Garfield Ellis, writer of 'Such As I Have' and 'For Nothing At All'. It's a story of men divided by a warped sense of geography grafittied on their psyche and identity by political
wrangling and scheming. - Andrew Smith, Photography Editor
Title: For Nothing At All
Author: Garfield Ellis
Publishers: MacMillan International
Reviewer: Tanya Batson-Savage
Garfield Ellis' ForNothing At All is an emotionally-wrenching tale of politics, boyhood and force-ripe manhood. Published by Macmillan Caribbean Writers Series, it is a story that displays the hearts of men and boys and paints a shudder-inducing picture of how politics infiltrates and warps friendships.
For Nothing At All is the story of a group of boyhood friends - Colin, Stevie, Skin, Spragga and Patrick - who live in Central Village. They live on the borderland between rival fractions and the violence soon moves from the outskirts into their community. The story meanders between the day the boys became very close friends and the friendship as it imploded. It's a story of men divided by a warped sense of geography grafittied on their psyche and identity by political wrangling and scheming.
As such, it moves from scenes of boyhood adventures to scenes of violence and strife, and its significance extends well beyond the boys to the others in the village. Indeed, For Nothing at All is pregnant with contemporary relevance, as it deals with people living on a political divide. Without ever approaching a soap box, it tells the story of people people living ordinary but too often tragic lives. Yet, women are almost completely absent and rarely emerge from the background of the story. When they do, their presence is only momentary.

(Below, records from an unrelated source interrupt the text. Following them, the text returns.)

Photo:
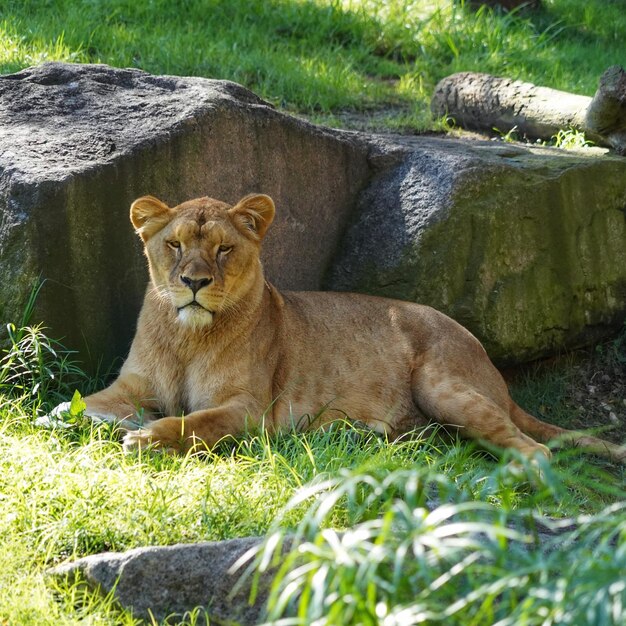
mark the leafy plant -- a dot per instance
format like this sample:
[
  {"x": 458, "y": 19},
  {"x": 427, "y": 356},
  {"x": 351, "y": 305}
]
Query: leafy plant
[
  {"x": 414, "y": 560},
  {"x": 571, "y": 139}
]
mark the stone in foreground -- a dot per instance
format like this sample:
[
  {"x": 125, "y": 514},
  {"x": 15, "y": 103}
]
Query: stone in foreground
[{"x": 173, "y": 580}]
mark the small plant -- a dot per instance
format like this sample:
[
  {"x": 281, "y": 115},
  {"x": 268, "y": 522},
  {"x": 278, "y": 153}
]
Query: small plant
[
  {"x": 571, "y": 139},
  {"x": 33, "y": 366}
]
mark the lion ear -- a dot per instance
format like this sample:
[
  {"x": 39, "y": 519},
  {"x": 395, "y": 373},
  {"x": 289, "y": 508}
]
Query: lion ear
[
  {"x": 254, "y": 213},
  {"x": 148, "y": 215}
]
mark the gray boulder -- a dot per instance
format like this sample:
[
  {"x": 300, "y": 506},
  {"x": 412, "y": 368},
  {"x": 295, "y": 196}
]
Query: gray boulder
[
  {"x": 174, "y": 580},
  {"x": 80, "y": 142},
  {"x": 525, "y": 246}
]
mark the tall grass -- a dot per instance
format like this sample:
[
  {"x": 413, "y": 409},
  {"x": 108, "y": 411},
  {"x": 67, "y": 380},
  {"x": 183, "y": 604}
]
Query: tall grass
[
  {"x": 459, "y": 521},
  {"x": 68, "y": 493}
]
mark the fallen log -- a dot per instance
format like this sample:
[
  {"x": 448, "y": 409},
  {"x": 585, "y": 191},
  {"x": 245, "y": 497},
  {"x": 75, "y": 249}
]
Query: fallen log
[{"x": 484, "y": 102}]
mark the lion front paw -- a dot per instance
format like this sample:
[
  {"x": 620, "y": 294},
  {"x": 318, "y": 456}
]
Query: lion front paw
[{"x": 165, "y": 434}]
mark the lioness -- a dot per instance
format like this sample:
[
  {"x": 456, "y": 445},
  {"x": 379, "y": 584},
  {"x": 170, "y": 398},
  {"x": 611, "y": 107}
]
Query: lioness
[{"x": 218, "y": 348}]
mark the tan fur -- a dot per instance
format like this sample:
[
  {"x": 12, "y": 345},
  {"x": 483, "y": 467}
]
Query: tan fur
[{"x": 247, "y": 354}]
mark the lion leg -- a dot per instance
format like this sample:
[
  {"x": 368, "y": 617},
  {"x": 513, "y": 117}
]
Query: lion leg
[
  {"x": 128, "y": 401},
  {"x": 179, "y": 434},
  {"x": 457, "y": 403},
  {"x": 563, "y": 437}
]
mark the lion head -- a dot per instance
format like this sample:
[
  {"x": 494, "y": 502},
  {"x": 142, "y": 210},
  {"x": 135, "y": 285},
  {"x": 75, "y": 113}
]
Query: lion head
[{"x": 203, "y": 255}]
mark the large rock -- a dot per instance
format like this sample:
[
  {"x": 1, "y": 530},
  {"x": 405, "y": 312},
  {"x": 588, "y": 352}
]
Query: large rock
[
  {"x": 160, "y": 582},
  {"x": 80, "y": 142},
  {"x": 525, "y": 246}
]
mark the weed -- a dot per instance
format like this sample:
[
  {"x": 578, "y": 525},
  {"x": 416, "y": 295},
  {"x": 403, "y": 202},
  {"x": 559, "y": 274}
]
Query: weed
[{"x": 571, "y": 139}]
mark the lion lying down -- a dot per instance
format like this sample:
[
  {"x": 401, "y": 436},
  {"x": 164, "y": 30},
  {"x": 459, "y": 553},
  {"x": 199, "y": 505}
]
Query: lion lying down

Ellis highlights that the creation of manhood is affected by stories found in literature and film, which is somewhat reminiscent of Michael Thelwell's The Harder They Come, based on the film by the same name. As such, generic cowboys, James Bond and Tom Sawyer walk through the pages of For Nothing At All, not merely referenced by the boys, but echoed in their view of reality.

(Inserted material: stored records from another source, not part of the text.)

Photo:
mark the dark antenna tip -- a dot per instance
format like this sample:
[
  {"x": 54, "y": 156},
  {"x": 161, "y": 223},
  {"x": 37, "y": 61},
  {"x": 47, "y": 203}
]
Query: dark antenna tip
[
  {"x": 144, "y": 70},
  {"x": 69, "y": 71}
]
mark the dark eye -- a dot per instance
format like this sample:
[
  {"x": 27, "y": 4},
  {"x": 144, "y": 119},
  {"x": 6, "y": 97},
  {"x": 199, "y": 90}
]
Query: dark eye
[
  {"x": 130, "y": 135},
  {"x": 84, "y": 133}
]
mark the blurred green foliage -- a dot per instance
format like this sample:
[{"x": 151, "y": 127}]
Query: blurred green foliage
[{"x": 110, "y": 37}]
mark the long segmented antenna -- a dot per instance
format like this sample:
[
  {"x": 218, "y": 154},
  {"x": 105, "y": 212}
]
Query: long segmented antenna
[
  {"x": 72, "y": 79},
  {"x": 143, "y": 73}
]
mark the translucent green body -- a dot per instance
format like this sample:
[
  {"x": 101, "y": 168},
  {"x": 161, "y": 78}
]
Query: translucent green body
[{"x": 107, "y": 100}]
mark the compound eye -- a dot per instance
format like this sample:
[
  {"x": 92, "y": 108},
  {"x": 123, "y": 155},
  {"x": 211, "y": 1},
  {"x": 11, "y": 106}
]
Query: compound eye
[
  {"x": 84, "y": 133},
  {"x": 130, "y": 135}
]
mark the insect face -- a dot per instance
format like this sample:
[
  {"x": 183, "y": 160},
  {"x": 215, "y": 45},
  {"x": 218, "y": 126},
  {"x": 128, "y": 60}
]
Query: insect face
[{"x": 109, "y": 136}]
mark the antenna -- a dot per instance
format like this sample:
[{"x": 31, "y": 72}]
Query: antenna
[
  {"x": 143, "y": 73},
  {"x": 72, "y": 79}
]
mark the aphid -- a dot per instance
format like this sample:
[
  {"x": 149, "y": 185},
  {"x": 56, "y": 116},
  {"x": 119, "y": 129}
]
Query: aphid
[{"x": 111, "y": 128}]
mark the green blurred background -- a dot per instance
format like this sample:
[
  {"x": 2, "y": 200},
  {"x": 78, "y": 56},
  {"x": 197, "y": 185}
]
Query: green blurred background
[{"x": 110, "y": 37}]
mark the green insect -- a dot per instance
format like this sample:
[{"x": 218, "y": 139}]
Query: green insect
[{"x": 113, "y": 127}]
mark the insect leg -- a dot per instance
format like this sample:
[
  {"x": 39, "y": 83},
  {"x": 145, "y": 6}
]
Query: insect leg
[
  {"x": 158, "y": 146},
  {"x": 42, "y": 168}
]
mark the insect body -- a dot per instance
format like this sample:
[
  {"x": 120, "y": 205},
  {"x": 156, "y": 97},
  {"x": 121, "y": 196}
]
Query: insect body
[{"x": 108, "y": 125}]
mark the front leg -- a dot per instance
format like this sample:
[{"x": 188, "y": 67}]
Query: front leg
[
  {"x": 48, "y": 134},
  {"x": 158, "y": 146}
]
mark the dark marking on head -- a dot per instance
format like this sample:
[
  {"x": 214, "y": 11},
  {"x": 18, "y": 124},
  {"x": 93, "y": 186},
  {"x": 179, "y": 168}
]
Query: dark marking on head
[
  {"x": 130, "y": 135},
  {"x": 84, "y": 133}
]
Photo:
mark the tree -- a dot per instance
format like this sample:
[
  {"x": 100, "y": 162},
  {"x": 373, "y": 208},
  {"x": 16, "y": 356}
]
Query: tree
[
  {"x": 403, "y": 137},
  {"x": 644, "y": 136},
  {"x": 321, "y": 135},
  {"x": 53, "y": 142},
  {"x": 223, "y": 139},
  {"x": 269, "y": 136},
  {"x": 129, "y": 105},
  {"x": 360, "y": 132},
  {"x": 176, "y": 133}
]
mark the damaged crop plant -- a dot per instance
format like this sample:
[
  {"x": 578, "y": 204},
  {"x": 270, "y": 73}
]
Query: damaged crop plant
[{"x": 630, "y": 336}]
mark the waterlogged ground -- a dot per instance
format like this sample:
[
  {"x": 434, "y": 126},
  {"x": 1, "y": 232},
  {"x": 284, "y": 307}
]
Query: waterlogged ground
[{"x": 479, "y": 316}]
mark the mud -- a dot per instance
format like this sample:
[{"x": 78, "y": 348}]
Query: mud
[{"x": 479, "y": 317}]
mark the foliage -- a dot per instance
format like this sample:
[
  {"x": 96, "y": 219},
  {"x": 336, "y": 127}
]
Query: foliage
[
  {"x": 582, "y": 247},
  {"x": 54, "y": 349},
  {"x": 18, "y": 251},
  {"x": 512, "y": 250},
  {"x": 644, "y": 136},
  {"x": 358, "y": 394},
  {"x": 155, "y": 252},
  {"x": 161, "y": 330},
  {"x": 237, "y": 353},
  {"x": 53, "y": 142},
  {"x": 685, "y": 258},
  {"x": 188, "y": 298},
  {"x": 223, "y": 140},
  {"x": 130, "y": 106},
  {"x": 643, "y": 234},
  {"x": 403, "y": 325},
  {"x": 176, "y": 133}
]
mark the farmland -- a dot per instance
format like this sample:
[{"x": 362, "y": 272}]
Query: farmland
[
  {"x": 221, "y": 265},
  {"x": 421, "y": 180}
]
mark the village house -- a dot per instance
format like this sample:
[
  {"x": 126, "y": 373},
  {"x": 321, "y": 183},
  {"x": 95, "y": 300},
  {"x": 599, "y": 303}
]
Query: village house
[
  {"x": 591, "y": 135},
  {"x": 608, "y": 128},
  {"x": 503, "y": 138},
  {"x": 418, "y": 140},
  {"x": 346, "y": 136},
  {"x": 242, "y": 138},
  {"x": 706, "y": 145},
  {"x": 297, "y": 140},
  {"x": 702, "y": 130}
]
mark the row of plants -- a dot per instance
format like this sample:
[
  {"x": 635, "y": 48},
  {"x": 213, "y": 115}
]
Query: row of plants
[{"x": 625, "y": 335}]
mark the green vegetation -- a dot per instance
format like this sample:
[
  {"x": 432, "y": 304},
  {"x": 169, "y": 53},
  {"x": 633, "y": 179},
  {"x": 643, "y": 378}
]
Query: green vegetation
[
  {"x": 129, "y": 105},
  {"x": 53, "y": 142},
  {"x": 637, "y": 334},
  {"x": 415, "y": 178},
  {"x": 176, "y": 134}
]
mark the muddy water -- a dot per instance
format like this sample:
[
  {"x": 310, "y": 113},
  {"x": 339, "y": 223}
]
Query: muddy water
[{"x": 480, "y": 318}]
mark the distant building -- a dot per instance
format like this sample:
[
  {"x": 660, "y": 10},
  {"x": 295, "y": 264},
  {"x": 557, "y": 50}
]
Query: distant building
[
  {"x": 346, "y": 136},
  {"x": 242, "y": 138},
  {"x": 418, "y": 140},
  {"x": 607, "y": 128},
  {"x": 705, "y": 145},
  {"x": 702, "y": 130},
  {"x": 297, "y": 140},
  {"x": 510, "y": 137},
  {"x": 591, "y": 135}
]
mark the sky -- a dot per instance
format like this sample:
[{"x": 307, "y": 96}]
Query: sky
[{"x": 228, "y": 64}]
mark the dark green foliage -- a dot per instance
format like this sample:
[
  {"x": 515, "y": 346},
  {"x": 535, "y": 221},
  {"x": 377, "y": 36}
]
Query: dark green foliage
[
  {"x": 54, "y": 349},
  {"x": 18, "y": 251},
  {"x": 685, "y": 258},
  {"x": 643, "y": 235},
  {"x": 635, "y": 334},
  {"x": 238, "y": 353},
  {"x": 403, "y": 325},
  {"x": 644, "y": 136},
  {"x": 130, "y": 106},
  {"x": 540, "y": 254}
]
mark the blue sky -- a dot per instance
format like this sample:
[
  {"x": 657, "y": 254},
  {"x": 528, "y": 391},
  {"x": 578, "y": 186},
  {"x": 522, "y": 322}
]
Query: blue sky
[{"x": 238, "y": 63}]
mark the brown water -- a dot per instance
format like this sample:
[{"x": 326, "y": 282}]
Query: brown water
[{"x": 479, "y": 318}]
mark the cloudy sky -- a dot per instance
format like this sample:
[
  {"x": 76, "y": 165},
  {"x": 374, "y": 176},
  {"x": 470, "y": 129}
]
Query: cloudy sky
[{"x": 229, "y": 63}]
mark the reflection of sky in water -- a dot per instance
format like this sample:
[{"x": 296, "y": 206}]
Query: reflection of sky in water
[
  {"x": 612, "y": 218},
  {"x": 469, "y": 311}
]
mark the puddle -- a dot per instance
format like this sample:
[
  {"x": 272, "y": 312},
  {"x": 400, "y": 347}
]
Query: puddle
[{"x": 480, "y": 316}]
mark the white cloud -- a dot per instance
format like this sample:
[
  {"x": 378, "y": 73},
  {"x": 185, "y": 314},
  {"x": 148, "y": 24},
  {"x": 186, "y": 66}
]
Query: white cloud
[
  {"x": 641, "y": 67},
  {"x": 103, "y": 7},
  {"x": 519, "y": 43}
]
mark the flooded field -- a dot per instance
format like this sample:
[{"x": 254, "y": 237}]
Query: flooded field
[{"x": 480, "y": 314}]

The cowboys make the most frequent appearance, suggesting that these boys are attempting to pattern their lives off the Western. As such, when Skin is demonstrating how to fire a gun, he does it as though he is the star of his own film:
"The gun empty, Skin did not put it into his bag but stuffed it behind him into the waist of his pants. He then ducked, fell to the ground and retrieved it in a flash like a cowboy in a gunfight. Then he rolled on the grass away from me, pointing the gun around, "Bam, bam, badam!"

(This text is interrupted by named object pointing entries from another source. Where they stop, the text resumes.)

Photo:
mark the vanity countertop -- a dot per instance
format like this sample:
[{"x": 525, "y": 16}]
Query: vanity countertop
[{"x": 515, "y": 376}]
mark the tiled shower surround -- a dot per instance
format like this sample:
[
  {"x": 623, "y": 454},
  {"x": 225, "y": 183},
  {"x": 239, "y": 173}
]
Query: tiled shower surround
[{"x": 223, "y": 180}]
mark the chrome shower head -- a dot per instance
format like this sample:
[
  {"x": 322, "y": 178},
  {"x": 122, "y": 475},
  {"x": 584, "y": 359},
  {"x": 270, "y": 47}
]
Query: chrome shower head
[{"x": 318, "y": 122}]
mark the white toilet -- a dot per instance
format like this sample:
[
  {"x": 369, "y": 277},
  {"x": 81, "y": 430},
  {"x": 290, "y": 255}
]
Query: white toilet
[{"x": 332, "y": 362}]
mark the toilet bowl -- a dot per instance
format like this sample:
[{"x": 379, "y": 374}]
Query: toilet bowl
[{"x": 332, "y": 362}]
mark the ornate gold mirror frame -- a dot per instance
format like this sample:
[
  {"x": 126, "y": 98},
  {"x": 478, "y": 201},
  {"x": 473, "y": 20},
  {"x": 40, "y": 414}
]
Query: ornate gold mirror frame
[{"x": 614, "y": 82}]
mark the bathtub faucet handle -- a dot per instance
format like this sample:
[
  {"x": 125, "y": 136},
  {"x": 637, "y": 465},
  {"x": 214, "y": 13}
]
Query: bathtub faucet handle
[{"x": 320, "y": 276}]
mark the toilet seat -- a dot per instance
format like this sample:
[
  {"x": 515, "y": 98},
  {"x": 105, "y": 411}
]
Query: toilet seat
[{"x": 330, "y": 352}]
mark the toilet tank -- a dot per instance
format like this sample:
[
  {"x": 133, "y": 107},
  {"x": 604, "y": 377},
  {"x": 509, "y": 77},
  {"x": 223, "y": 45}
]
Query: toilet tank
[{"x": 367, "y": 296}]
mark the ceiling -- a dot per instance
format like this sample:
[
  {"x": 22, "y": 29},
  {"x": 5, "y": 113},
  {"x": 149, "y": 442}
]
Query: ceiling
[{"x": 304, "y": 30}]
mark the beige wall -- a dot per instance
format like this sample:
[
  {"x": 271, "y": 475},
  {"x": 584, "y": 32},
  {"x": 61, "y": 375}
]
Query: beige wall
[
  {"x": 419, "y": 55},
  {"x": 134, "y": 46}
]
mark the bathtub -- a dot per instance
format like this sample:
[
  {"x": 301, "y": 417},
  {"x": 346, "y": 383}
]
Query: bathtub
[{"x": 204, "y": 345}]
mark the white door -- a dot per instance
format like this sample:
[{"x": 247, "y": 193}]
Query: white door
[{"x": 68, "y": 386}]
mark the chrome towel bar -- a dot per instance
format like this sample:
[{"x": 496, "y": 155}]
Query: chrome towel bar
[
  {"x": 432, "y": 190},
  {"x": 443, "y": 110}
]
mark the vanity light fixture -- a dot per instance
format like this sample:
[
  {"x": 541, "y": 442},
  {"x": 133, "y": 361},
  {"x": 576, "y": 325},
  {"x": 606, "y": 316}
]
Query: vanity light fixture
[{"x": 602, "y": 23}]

Generally, Ellis uses very lyrical language that taps into the core of the characters' pain as the characters move from friendship to rivalry and Ellis places politics at the centre of this divide. He explores how politics warped the physical and mental geography and highlights the narrator's sense of isolation in a growingly alien and dangerous landscape as highlighted in chapter four:
"I walked slowly down the hill. The gunman behind me was not the boy who was my friend or a man I could ever know. But the place I walked was a strange land, for the walls and the fences that once gleamed with paint and whitewash were now covered with slogans and the faces of politicians made blurry by the shifting light of the moon. And the words on the walls meant nothing to me. And the trees and the poles we had used as bases when we played chevy chase, and where we would sit to tell stories in the light that shone from the bulbs on them, these poles were now covered with paintings and tags and threats of a new and ugly time."
The result is that For Nothing At All is hauntingly beautiful as it dramatically shifts between lighthearted boyhood and a threatening present. Unfortunately, though Ellis beautifully renders the divide that exists between the boys as they approach manhood, he does not sufficiently detail how this divide came about and that leads to much frustration.
Yet, For Nothing At All is an engaging read that cuts to the core of a societal problem, but has sufficient narrative style to last beyond any contemporary relevance as it deals with the timeless issues of boyhood, friendship and manhood.